His last wonder was nothing more than an halter, yet by this halter he gained more than by all his former exhibitions. The people, it seems, had got it in their heads, that a certain noble criminal was to be hanged with a silken rope. Now there was nothing they so much desired to see as this very rope; and he was resolved to gratify their curiosity: he therefore got one made, not only of silk, but to render it more striking, several threads of gold were intermixed. The people paid their money only to see silk, but were highly satisfied when they found it was mixed with gold into the bargain. It is scarcely necessary to mention, that the projector sold his silken rope for almost what it had cost him, as soon as the criminal was known to be hanged in hempen materials.

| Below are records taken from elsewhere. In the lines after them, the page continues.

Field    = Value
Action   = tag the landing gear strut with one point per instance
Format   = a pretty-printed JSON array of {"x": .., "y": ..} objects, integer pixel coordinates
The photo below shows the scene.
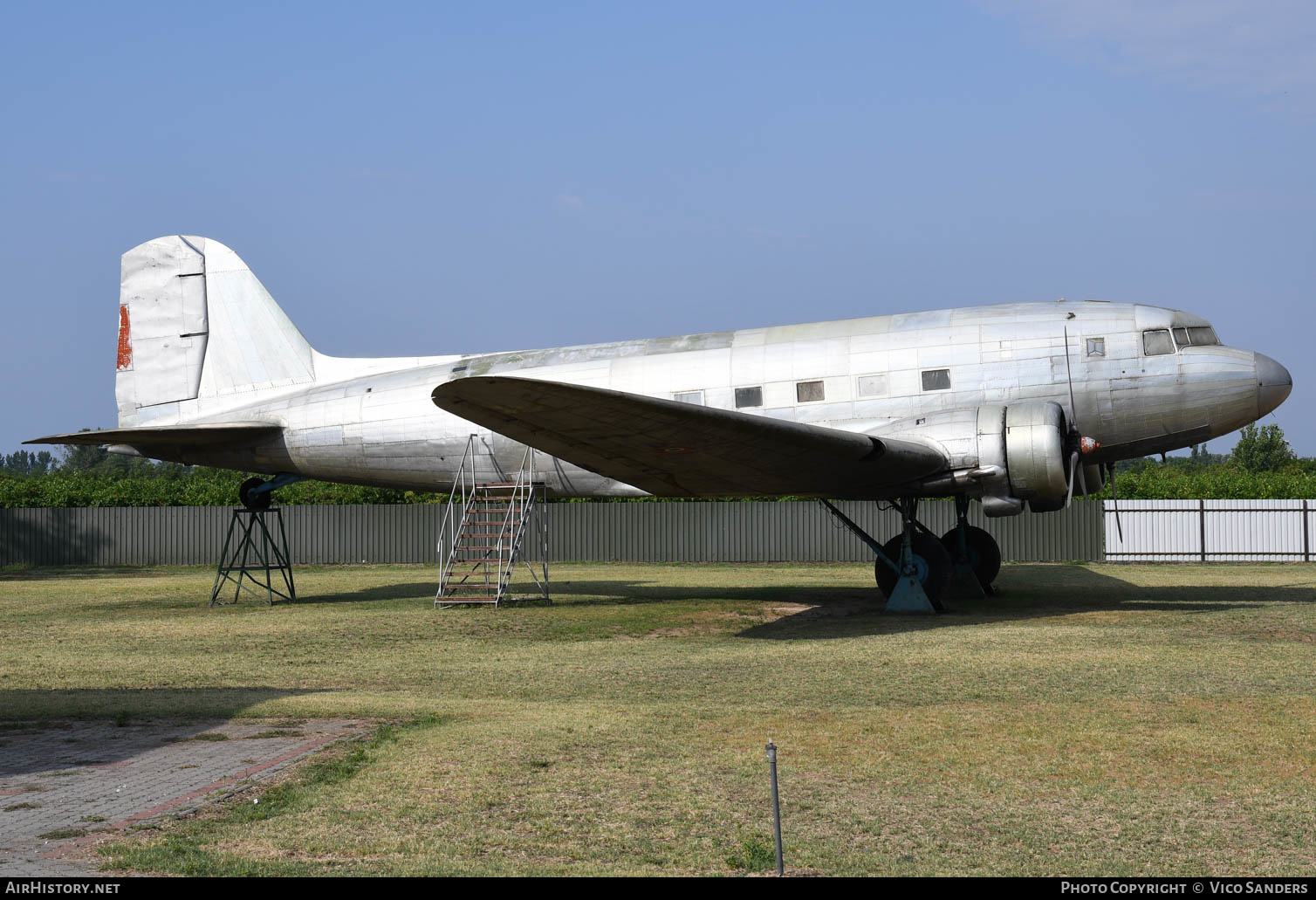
[
  {"x": 912, "y": 567},
  {"x": 974, "y": 554}
]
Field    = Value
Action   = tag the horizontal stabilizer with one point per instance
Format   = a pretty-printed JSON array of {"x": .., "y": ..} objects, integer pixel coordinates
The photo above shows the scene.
[
  {"x": 678, "y": 449},
  {"x": 207, "y": 435}
]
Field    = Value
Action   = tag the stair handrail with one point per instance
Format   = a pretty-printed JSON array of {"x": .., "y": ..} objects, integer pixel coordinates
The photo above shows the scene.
[
  {"x": 513, "y": 521},
  {"x": 451, "y": 526}
]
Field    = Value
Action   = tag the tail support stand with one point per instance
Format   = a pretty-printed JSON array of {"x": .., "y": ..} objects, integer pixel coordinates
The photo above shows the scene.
[{"x": 258, "y": 549}]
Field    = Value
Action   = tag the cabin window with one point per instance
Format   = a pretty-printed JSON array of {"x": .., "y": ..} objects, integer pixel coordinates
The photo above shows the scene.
[
  {"x": 808, "y": 391},
  {"x": 873, "y": 386},
  {"x": 749, "y": 397},
  {"x": 936, "y": 379},
  {"x": 1157, "y": 344}
]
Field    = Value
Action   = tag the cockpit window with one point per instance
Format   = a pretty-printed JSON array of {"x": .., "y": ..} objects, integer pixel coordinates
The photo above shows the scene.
[{"x": 1157, "y": 344}]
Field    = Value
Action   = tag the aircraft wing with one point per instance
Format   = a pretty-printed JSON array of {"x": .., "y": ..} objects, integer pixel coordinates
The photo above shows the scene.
[
  {"x": 209, "y": 435},
  {"x": 678, "y": 449}
]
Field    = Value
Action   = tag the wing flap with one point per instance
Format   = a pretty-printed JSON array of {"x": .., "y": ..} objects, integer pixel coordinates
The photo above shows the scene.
[
  {"x": 209, "y": 435},
  {"x": 678, "y": 449}
]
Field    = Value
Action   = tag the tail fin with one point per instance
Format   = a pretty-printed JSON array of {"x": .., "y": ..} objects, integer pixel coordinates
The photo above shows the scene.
[{"x": 194, "y": 323}]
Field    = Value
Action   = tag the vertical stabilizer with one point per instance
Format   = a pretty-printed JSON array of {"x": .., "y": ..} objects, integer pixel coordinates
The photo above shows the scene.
[{"x": 194, "y": 324}]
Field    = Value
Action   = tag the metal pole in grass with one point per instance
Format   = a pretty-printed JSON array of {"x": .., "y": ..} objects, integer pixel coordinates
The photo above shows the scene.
[{"x": 777, "y": 804}]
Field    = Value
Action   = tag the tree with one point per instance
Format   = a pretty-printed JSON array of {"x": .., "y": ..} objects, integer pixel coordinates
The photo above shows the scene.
[{"x": 1262, "y": 449}]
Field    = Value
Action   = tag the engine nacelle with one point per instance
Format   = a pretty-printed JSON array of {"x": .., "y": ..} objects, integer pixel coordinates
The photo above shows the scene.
[
  {"x": 1025, "y": 441},
  {"x": 1005, "y": 454}
]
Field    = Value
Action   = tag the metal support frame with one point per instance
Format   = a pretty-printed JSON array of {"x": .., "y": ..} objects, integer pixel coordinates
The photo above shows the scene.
[
  {"x": 908, "y": 595},
  {"x": 258, "y": 549},
  {"x": 487, "y": 526}
]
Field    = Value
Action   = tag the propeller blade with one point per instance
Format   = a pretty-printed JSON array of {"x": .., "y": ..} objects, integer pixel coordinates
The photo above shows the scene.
[
  {"x": 1069, "y": 497},
  {"x": 1115, "y": 500}
]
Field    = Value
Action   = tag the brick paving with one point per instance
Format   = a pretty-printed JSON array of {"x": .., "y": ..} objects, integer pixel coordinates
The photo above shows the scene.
[{"x": 65, "y": 786}]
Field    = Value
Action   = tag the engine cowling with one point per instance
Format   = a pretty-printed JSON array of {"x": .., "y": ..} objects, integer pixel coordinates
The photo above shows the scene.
[
  {"x": 1026, "y": 441},
  {"x": 1005, "y": 454}
]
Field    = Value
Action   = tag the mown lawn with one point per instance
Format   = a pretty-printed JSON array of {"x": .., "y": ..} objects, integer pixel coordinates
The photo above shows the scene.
[{"x": 1099, "y": 720}]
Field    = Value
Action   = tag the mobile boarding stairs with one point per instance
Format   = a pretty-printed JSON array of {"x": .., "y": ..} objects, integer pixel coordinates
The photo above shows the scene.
[{"x": 487, "y": 528}]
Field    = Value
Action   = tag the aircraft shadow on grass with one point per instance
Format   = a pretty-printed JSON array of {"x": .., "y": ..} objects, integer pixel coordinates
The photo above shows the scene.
[
  {"x": 1025, "y": 593},
  {"x": 72, "y": 729}
]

By their fondness of sights, one would be apt to imagine, that instead of desiring to see things as they should be, they are rather solicitous of seeing them as they ought not to be. A cat with four legs is disregarded, though never so useful; but if it has but two, and is consequently incapable of catching mice, it is reckoned inestimable, and every man of taste is ready to raise the auction. A man, though in his person faultless as an aerial genius, might starve; but if stuck over with hideous warts like a porcupine, his fortune is made for ever, and he inay propagate the breed with impunity and applause.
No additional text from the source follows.